A Roundup from Mr. Beleaguered
This week has been trying to kick my ass, since much of it has involved getting up at the ass-crack of dawn to do work. Some of it relates to this site (and specifically The Bat Segundo Show #50, which is shaping up to be a stellar podcast that, trust me on this, you won’t want to miss). Some of it does not. But what this means essentially is yet another roundup instead of a post proper.
- Paul Constant offers a belated BEA report, bemoaning its commercialism and confessing that the only reason he came was for “books and free shit.” There’s just one problem with Constant’s griping: he comes off as an asocial sourpuss who seems wholly incapable of mischief. If I ever got the chance to meet Pat Buchanan, I would have had considerable more fun with him than Constant did, asking him if his views on “traditional roles” for women might have something to do with the one and only “traditional” sexual position he had tried with his wife. But that’s just me.

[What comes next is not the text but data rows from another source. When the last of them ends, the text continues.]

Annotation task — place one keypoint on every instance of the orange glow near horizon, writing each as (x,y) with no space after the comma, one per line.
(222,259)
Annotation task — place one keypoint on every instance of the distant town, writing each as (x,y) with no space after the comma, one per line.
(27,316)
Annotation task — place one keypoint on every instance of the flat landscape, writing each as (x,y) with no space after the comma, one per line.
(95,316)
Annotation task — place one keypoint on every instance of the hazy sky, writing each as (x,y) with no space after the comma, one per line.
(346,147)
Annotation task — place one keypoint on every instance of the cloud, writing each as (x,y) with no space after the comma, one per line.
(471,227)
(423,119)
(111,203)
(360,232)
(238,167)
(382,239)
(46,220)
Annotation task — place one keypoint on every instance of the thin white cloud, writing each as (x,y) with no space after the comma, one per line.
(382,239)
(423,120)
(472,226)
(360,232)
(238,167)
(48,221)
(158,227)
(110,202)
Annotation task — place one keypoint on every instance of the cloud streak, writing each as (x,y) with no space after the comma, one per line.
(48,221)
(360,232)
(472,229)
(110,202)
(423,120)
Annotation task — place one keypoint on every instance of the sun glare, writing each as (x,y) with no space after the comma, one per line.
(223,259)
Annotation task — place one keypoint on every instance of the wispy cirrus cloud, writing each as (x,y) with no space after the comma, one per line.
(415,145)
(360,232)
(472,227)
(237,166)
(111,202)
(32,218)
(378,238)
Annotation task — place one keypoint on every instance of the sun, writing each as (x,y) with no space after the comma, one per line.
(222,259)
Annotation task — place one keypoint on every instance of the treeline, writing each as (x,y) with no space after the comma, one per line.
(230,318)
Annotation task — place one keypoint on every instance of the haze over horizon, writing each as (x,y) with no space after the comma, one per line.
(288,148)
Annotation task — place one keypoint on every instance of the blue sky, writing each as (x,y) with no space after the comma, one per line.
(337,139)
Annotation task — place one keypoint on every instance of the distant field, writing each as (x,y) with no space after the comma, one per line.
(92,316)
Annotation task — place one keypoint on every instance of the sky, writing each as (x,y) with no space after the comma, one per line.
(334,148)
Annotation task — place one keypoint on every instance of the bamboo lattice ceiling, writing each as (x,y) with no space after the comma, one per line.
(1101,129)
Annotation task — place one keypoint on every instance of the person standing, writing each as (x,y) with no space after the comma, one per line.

- Moleskinerie has launched a second Wandering Moleskine Project, whereby several notebooks will be sent around the world, filled up and then scanned for the masturbatory pleasure of Moleskine junkies like me. I have an erection just thinking about it.
- Bad enough that J.K. Rowling has been named by a The Book magazine poll as “the greatest living British writer,” but it seems that five Scots have sullied the list of twenty. It’s not that the Scots in question are bad writers. But the Scotch pentad insists that the twenty duke it out properly for “greatest” status with a haggis-eating contest.
- Here are Michiko’s last five fiction reviews: Hated it, hated it, okay, hated it, and okay. Meanwhile, Michiko’s been giving great raves to nonfiction books, even the An Inconvenient Truth book tie-in. I’m all for a discerning critical eye, but if Michiko hates fiction so much, why does she continue to review it?
- We Need to Talk About Kevin author Lionel Shriver confess that she was jealous of her partner’s uncanny success in publishing.
- Borders has axed 90 corporate positions. Is this another telltale sign of a corporation opening too many stores while not having the dinero to do so? Borders spokesperson Anne Roman says that it has something to do with re-evaluating its five-year plan. Which makes me wonder whether Borders is styling their business strategy along certain historical parallels, given its egregious history.
- A bill is about to be signed by Bush will raise the indecency fine from $32,500 to $325,000 per incident on television and radio. The disturbing thing about this bill is that this applies to “obscene, indecent, or profane material” and the bill, to my speed-reading eye, is based on complaints received by the FCC alleging that a broadcast contains “obscene” material. Since “obscene” is an entirely subjective term, instead of railing against nipples (which I happen to find far from obscene myself), I hope that the moralists in our nation will see fit to lodge their complaints about the real obscene elements: the miasmic advertising, the spineless and sycophantic questions asked by the White House Press Corps, the reality TV shows, and the vacuous celebrity interviews which ensure that television, for the most part, remains a dull and soulless medium.